It's been a crazy few weeks for me. It's Global Expeditions' busy season which means that I've had only had free time during my meals and when I get off work at 6 and 5. I've become half encouragement and have acceptance which is going to be insane. It's going to be great at the same time, though. I'll be able to see how I act under pressure. Don't you just love it when God tests you?
I've been learning a lot about faith and grace recently. You may remember that sermon my brother had me listen to. It was centered around physical healing and I received a lot about that, of course. Last week, however, I received more than joy about that situation. You see, sometimes I think we forget that there's more to healing than just physical. Don't get me wrong, physical healing is fantastic. But as a woman it's also great to get emotional healing.
Anyone who knows me, whether it be over the Internet or in real life, knows I've had a pretty rough past. I was in a situation 11 years ago that left me with severe abandonment issues. After that experience, I made an agreement with the enemy without realizing it that God would abandon me, too. I carried that even into age 19 after I was saved. I had a fear of the Lord that wasn't healthy. My fear was He would leave me and He didn't care about me. I was afraid of His answers if I prayed to Him.
For my meeting with my core adviser, we were in the Subway at WalMart waiting on them to fill my prescription. I was emotionally exhausted and didn't want to talk about anything really. Like I would be so lucky. ;) I told her about how I was overwhelmed about work, college, and my personal life. She read a story to me that John Eldridge put in his book Walking With God. It's about a woman who felt she had been abandoned by God and made an agreement with the devil. Kelley had me tell her about a time when I felt abandoned by the Lord. It didn't take me long to answer.

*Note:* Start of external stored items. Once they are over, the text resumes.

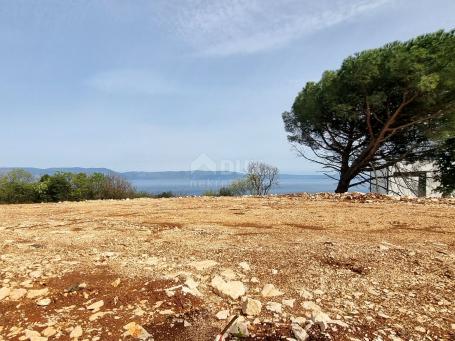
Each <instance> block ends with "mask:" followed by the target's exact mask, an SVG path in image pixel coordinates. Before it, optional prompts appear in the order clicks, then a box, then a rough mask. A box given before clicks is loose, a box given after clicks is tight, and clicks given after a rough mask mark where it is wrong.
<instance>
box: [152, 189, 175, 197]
mask: <svg viewBox="0 0 455 341" xmlns="http://www.w3.org/2000/svg"><path fill="white" fill-rule="evenodd" d="M149 196H150V195H149ZM174 196H175V195H174V193H172V192H171V191H168V192H161V193H158V194H155V195H153V198H173V197H174Z"/></svg>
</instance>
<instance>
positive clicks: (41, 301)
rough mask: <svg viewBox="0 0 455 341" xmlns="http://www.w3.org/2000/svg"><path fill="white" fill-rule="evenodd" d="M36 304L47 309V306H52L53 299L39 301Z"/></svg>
mask: <svg viewBox="0 0 455 341" xmlns="http://www.w3.org/2000/svg"><path fill="white" fill-rule="evenodd" d="M36 304H37V305H39V306H42V307H45V306H48V305H49V304H51V299H50V298H43V299H41V300H38V302H36Z"/></svg>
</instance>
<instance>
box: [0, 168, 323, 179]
mask: <svg viewBox="0 0 455 341" xmlns="http://www.w3.org/2000/svg"><path fill="white" fill-rule="evenodd" d="M15 168H17V167H0V174H5V173H7V172H9V171H11V170H12V169H15ZM21 169H24V170H26V171H27V172H29V173H31V174H32V175H33V176H36V177H40V176H42V175H44V174H49V175H52V174H55V173H57V172H69V173H86V174H93V173H102V174H116V175H120V176H122V177H123V178H124V179H126V180H160V179H162V180H172V179H185V178H188V179H192V180H198V179H201V180H213V179H216V180H235V179H239V178H241V177H243V176H244V175H245V174H243V173H239V172H229V171H202V170H197V171H162V172H140V171H131V172H116V171H113V170H112V169H108V168H82V167H54V168H33V167H21ZM321 176H322V175H320V174H312V175H292V174H280V178H281V179H283V178H286V179H300V178H302V177H305V178H312V177H314V178H321Z"/></svg>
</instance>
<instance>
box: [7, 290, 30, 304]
mask: <svg viewBox="0 0 455 341" xmlns="http://www.w3.org/2000/svg"><path fill="white" fill-rule="evenodd" d="M26 294H27V289H23V288H20V289H13V290H11V292H10V294H9V298H10V300H12V301H17V300H20V299H21V298H22V297H24V296H25V295H26Z"/></svg>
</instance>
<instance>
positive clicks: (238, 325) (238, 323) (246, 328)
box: [222, 318, 250, 340]
mask: <svg viewBox="0 0 455 341" xmlns="http://www.w3.org/2000/svg"><path fill="white" fill-rule="evenodd" d="M227 332H228V334H231V335H239V336H242V337H244V336H249V335H250V334H249V332H248V324H247V323H246V322H245V321H243V320H241V319H240V318H238V319H237V320H236V321H235V322H234V323H233V324H232V326H231V327H230V328H229V329H228V331H227ZM222 340H224V339H222Z"/></svg>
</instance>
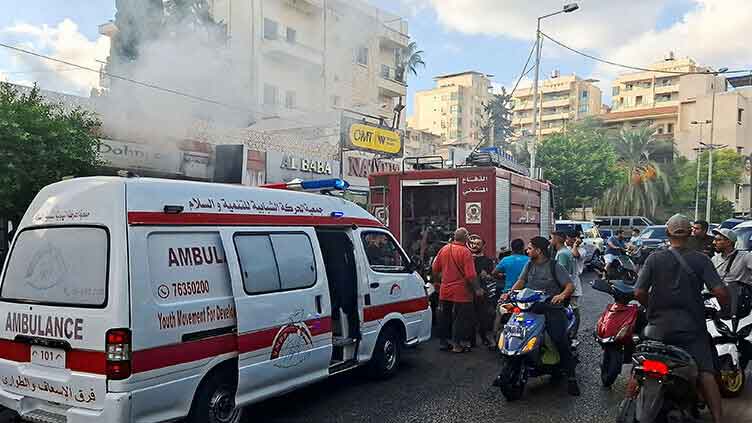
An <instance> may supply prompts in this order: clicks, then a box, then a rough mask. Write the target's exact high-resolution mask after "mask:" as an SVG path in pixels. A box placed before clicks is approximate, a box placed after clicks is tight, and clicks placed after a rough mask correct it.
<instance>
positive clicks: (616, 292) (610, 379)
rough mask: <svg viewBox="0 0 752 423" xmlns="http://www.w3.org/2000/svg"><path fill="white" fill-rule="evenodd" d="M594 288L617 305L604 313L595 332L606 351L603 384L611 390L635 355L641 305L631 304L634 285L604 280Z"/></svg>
mask: <svg viewBox="0 0 752 423" xmlns="http://www.w3.org/2000/svg"><path fill="white" fill-rule="evenodd" d="M591 286H592V287H593V289H595V290H596V291H600V292H604V293H606V294H608V295H611V296H612V297H613V298H614V302H613V303H611V304H609V305H607V306H606V309H605V310H604V311H603V313H601V316H600V318H599V319H598V323H597V325H596V331H595V339H596V341H597V342H598V344H599V345H600V346H601V348H602V349H603V356H602V357H601V382H602V383H603V386H605V387H607V388H608V387H610V386H611V385H613V384H614V382H615V381H616V378H617V377H618V376H619V373H621V368H622V365H623V364H627V363H629V362H630V361H631V357H632V353H633V352H634V341H633V339H632V337H633V335H634V333H635V332H636V329H637V328H638V321H640V317H641V311H640V306H639V305H638V304H630V302H631V301H632V300H634V299H635V298H634V286H630V285H627V284H626V283H624V281H605V280H602V279H597V280H595V281H593V282H592V283H591Z"/></svg>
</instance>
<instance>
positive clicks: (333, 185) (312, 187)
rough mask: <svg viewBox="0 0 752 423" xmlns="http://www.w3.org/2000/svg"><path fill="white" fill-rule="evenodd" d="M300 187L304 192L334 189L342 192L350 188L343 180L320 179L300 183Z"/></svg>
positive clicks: (320, 190) (343, 180) (348, 185)
mask: <svg viewBox="0 0 752 423" xmlns="http://www.w3.org/2000/svg"><path fill="white" fill-rule="evenodd" d="M300 187H301V188H303V189H304V190H306V191H308V190H315V191H321V190H327V189H333V190H334V189H336V190H338V191H344V190H346V189H347V188H349V187H350V184H348V183H347V181H345V180H344V179H336V178H335V179H320V180H317V181H303V182H301V183H300Z"/></svg>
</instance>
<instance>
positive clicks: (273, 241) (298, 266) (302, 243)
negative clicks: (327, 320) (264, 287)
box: [271, 234, 316, 291]
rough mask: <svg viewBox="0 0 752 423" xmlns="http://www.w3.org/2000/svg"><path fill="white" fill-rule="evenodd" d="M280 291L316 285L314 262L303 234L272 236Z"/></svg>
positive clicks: (312, 251)
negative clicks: (278, 274)
mask: <svg viewBox="0 0 752 423" xmlns="http://www.w3.org/2000/svg"><path fill="white" fill-rule="evenodd" d="M271 238H272V245H273V246H274V255H275V256H276V257H277V264H278V265H279V278H280V280H281V284H282V290H283V291H284V290H288V289H298V288H309V287H311V286H313V285H315V284H316V260H315V259H314V256H313V246H312V245H311V240H310V239H309V238H308V236H307V235H305V234H272V235H271Z"/></svg>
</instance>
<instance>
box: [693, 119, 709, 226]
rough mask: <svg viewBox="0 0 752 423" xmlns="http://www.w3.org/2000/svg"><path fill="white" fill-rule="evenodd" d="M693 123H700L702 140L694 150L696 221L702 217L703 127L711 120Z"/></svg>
mask: <svg viewBox="0 0 752 423" xmlns="http://www.w3.org/2000/svg"><path fill="white" fill-rule="evenodd" d="M690 123H691V124H692V125H699V126H700V140H699V142H698V143H699V144H700V147H696V148H693V149H692V150H694V151H697V182H696V187H695V221H696V220H697V219H699V218H700V164H701V163H702V150H703V148H702V145H703V143H702V127H703V126H705V125H707V124H709V123H711V122H710V121H709V120H705V121H699V122H698V121H696V120H693V121H692V122H690Z"/></svg>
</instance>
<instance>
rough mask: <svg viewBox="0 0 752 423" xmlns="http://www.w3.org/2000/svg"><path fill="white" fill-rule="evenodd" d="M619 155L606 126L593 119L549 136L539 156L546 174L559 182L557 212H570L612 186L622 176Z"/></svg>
mask: <svg viewBox="0 0 752 423" xmlns="http://www.w3.org/2000/svg"><path fill="white" fill-rule="evenodd" d="M616 158H617V156H616V152H615V150H614V147H613V145H611V143H609V142H608V138H607V137H606V134H605V132H604V130H603V129H602V128H600V127H599V126H598V125H597V124H596V123H595V122H593V121H589V120H588V121H585V122H581V123H576V124H572V125H570V126H569V127H568V128H567V129H566V131H564V132H562V133H559V134H553V135H550V136H548V137H546V138H545V139H544V140H543V142H542V143H541V145H540V146H539V147H538V160H539V163H540V166H541V168H542V169H543V176H544V177H545V178H546V179H548V180H550V181H551V182H552V183H553V184H554V186H555V188H554V192H555V199H556V212H557V214H562V215H566V214H568V212H569V211H571V210H572V209H574V208H576V207H579V206H581V205H582V204H584V203H585V202H589V201H592V200H593V199H594V198H597V197H599V196H601V195H602V194H603V193H604V192H605V191H606V190H607V189H608V187H610V186H612V185H613V184H614V182H616V180H617V177H618V174H617V168H616Z"/></svg>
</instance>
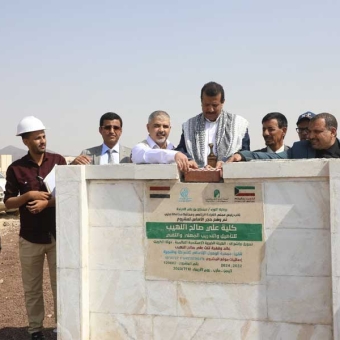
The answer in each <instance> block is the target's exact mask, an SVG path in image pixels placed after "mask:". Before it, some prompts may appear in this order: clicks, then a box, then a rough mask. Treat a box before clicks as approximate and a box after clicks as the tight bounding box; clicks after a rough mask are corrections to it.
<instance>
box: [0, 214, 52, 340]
mask: <svg viewBox="0 0 340 340" xmlns="http://www.w3.org/2000/svg"><path fill="white" fill-rule="evenodd" d="M18 234H19V216H17V215H8V214H6V213H0V237H1V245H2V250H1V252H0V340H24V339H25V340H26V339H30V336H29V334H28V333H27V316H26V309H25V304H24V292H23V288H22V281H21V271H20V270H21V269H20V262H19V251H18V240H19V236H18ZM46 262H47V261H46ZM44 298H45V320H44V327H45V330H44V334H45V336H46V339H48V340H52V339H53V340H56V339H57V335H56V333H53V329H54V328H55V322H54V311H53V297H52V292H51V286H50V280H49V275H48V267H47V265H45V269H44Z"/></svg>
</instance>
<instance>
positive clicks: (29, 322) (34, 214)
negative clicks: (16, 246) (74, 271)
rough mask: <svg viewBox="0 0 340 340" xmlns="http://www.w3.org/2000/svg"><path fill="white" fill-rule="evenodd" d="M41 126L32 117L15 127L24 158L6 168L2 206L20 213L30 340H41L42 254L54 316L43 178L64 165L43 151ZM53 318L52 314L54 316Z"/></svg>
mask: <svg viewBox="0 0 340 340" xmlns="http://www.w3.org/2000/svg"><path fill="white" fill-rule="evenodd" d="M44 130H45V126H44V125H43V123H42V122H41V121H40V120H39V119H37V118H35V117H33V116H29V117H25V118H24V119H23V120H22V121H21V122H20V123H19V125H18V129H17V136H21V137H22V141H23V143H24V144H25V145H26V146H27V148H28V153H27V155H26V156H24V157H22V158H21V159H18V160H17V161H15V162H13V163H12V164H11V165H10V166H9V167H8V169H7V182H6V191H5V200H4V201H5V205H6V207H7V208H8V209H13V208H19V210H20V239H19V257H20V263H21V272H22V281H23V287H24V292H25V304H26V310H27V316H28V322H29V327H28V332H29V333H30V334H31V339H32V340H42V339H45V337H44V335H43V333H42V328H43V320H44V314H45V311H44V297H43V288H42V283H43V268H44V261H45V255H46V257H47V262H48V266H49V271H50V279H51V286H52V291H53V298H54V311H55V314H56V290H57V289H56V286H57V283H56V221H55V200H54V197H52V195H51V194H49V193H48V192H47V188H46V186H45V184H44V182H43V179H44V178H45V177H46V176H47V175H48V174H49V173H50V172H51V170H52V169H53V168H54V166H55V165H56V164H57V165H64V164H66V161H65V159H64V157H62V156H60V155H58V154H53V153H49V152H46V136H45V131H44ZM55 317H56V315H55Z"/></svg>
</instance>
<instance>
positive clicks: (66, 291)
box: [57, 269, 82, 340]
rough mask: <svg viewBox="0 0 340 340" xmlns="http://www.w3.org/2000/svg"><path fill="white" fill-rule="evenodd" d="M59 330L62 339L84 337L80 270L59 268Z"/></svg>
mask: <svg viewBox="0 0 340 340" xmlns="http://www.w3.org/2000/svg"><path fill="white" fill-rule="evenodd" d="M57 274H58V285H57V296H58V305H57V311H58V331H59V335H58V336H59V338H60V339H61V340H69V339H82V334H81V314H82V310H81V308H82V305H81V292H80V289H79V287H80V285H81V280H80V278H81V277H80V270H79V269H78V270H77V269H58V270H57Z"/></svg>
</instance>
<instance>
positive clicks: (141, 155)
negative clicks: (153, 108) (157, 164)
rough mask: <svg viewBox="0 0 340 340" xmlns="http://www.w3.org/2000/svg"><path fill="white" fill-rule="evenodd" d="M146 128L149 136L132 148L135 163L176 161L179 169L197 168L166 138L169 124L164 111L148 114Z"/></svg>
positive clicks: (169, 118) (168, 122) (151, 163)
mask: <svg viewBox="0 0 340 340" xmlns="http://www.w3.org/2000/svg"><path fill="white" fill-rule="evenodd" d="M146 128H147V130H148V132H149V136H148V137H147V139H146V140H144V141H143V142H140V143H138V144H137V145H136V146H134V147H133V148H132V152H131V158H132V162H133V163H137V164H142V163H146V164H169V163H176V164H177V166H178V169H179V170H181V171H188V170H189V168H196V169H197V168H198V167H197V164H196V163H195V161H193V160H189V159H188V157H187V156H186V155H184V154H183V153H182V152H180V151H176V150H174V149H175V147H174V145H173V144H172V143H171V142H170V141H169V140H168V137H169V134H170V130H171V125H170V116H169V115H168V114H167V113H166V112H165V111H154V112H152V113H151V114H150V116H149V119H148V124H147V125H146Z"/></svg>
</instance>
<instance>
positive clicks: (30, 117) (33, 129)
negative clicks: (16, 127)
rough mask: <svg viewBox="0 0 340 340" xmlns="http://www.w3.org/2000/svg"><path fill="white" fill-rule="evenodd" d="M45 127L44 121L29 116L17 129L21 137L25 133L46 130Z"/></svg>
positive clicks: (22, 119)
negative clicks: (41, 130) (33, 131)
mask: <svg viewBox="0 0 340 340" xmlns="http://www.w3.org/2000/svg"><path fill="white" fill-rule="evenodd" d="M45 129H46V128H45V126H44V124H43V123H42V121H41V120H40V119H38V118H35V117H34V116H28V117H25V118H23V119H22V120H21V122H20V123H19V124H18V127H17V136H21V135H22V134H23V133H26V132H32V131H39V130H45Z"/></svg>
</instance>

When my biological father left me, it was a mess that carried on for three years. I felt so alone through the time and, like I said, I felt like God had abandoned me. Kelley asked me to close my eyes and explain it to her in detail. It took me a minute to remember as much as I could and soon I found myself back in my eight year old body experiencing everything all over again. I told her what I could remember, my heart breaking all over again. Then she had me pray to God and ask Him where He was in all of it.
What did I have to lose? I was at my lowest point, my heart was broken, and I was tired of feeling like that. So, I began to pray. As time went on and I didn't receive an answer, I realized it was because my attitude going into it was wrong. God wanted to tell me, I could sense that, but He wouldn't while I was begrudgingly going before Him. I finally told him that I didn't care how long it would take. I would sit in that Subway all night if I had to but I wasn't leaving until He answered me.
Then He told me and I was filled with a joy I've never experienced before. "In the midst of those years, there is only one set of footprints in the sand because I carried you through it."
When I thought I was alone, I wasn't. God carried me through everything. He carried me this morning as my hands began to jerk for the first time in a long time. I know now that He will never leave me; that He loves me and He hasn't, nor will He ever, leave me.
And that's the all I could ever ask for.